I know I keep coming back to the Online Corpus of Mycenaean and Minoan Seals, and posting images of these tiny Aegean treasures, but they're so fascinating. The first thing I notice when browsing the archive is that the motifs differ according to location. Mazes are most prevalent at Knossos (though by no means the only motif used in Knossian seals). Depictions of animals such as deer, griffins, and lions dominate at Mycenae. Phaistos seals feature more patterns than depictions of animals or human figures, though I should note that the motifs from Phaistos also feature on seals found in other locations.
Abstract flower motifs.
A motif I like to call Waffle Cone, because they resemble the pattern on ice cream cones. I'm sure there's a technical term.
A lovely variation on the spiral motif. There are several of these that were excavated from Phaistos. They've been found at Knossos and Agia Triadha, also, and on the mainland.
A question I have about Aegean seal stones is how people acquired them. Seals from the Mesopotamian and Anatolian world differ in that they were often inscribed with the owner's name; you don't see that among the Minoans and Mycenaeans. I imagine the very elite must have commissioned the elaborate seals with the goddesses and griffins and scenes of worship; there was no separation of church and state in the Bronze Age, so the seals could have belonged to members of the royal family as easily as they might have belonged to full-time priests or priestesses.

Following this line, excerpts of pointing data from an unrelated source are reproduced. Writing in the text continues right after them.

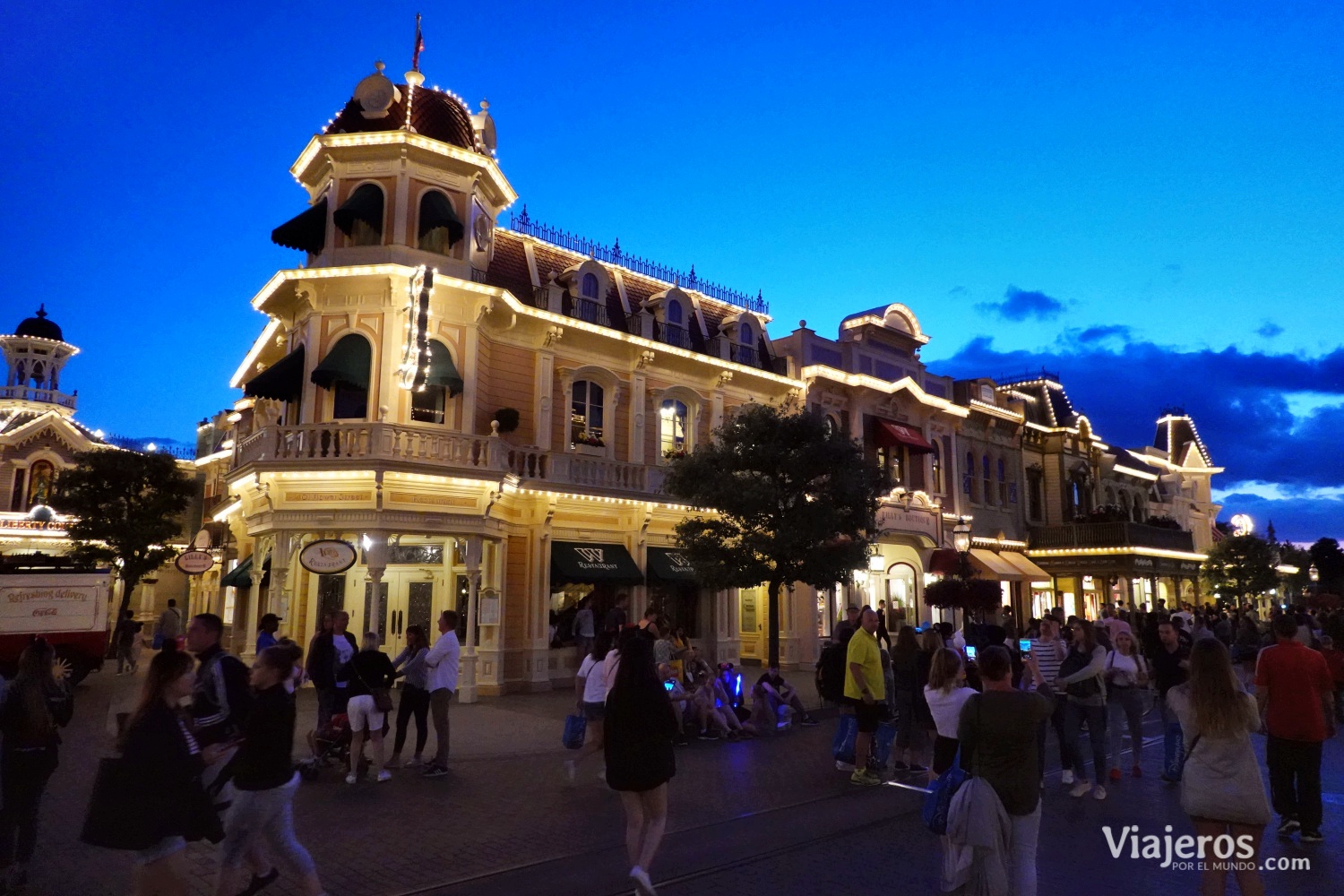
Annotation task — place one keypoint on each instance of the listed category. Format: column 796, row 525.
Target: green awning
column 306, row 231
column 282, row 381
column 443, row 371
column 591, row 562
column 437, row 211
column 365, row 204
column 671, row 565
column 349, row 363
column 239, row 576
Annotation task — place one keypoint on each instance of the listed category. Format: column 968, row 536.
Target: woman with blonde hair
column 1220, row 785
column 946, row 694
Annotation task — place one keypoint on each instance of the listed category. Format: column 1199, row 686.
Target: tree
column 1239, row 565
column 795, row 503
column 125, row 506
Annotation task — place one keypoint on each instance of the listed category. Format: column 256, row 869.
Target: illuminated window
column 672, row 433
column 586, row 414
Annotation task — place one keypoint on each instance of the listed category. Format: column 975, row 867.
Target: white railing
column 336, row 444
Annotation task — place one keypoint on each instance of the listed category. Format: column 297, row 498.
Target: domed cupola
column 34, row 357
column 39, row 327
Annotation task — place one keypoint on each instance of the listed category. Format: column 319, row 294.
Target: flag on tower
column 419, row 45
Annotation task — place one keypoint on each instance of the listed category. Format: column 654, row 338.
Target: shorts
column 868, row 716
column 163, row 849
column 363, row 715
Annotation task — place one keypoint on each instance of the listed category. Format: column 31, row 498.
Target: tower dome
column 39, row 327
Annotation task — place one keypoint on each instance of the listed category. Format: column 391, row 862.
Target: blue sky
column 1145, row 199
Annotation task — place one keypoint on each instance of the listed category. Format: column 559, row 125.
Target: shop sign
column 327, row 556
column 195, row 562
column 895, row 519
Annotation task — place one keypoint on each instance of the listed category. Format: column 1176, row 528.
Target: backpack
column 831, row 672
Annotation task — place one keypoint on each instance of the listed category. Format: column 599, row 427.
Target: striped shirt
column 1048, row 654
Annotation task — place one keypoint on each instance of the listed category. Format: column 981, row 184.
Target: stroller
column 330, row 745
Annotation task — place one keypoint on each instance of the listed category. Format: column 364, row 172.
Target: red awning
column 943, row 562
column 890, row 435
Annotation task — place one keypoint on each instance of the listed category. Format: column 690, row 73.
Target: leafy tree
column 1239, row 565
column 126, row 509
column 795, row 503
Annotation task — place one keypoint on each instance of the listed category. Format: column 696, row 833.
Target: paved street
column 762, row 817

Yet did lower-ranking officials commission seals, or did they go to the agora to choose something from the trays of ready-made seals? It seems like there must have been lapidaries mass-producing these items, otherwise there wouldn't be so many identical waffle-cone patterns and tic-tac-toe motifs in the Minoan world and lions, deer, and bulls in the Mycenaean.
I will be posting in the near future some motifs from seals found at Mycenae.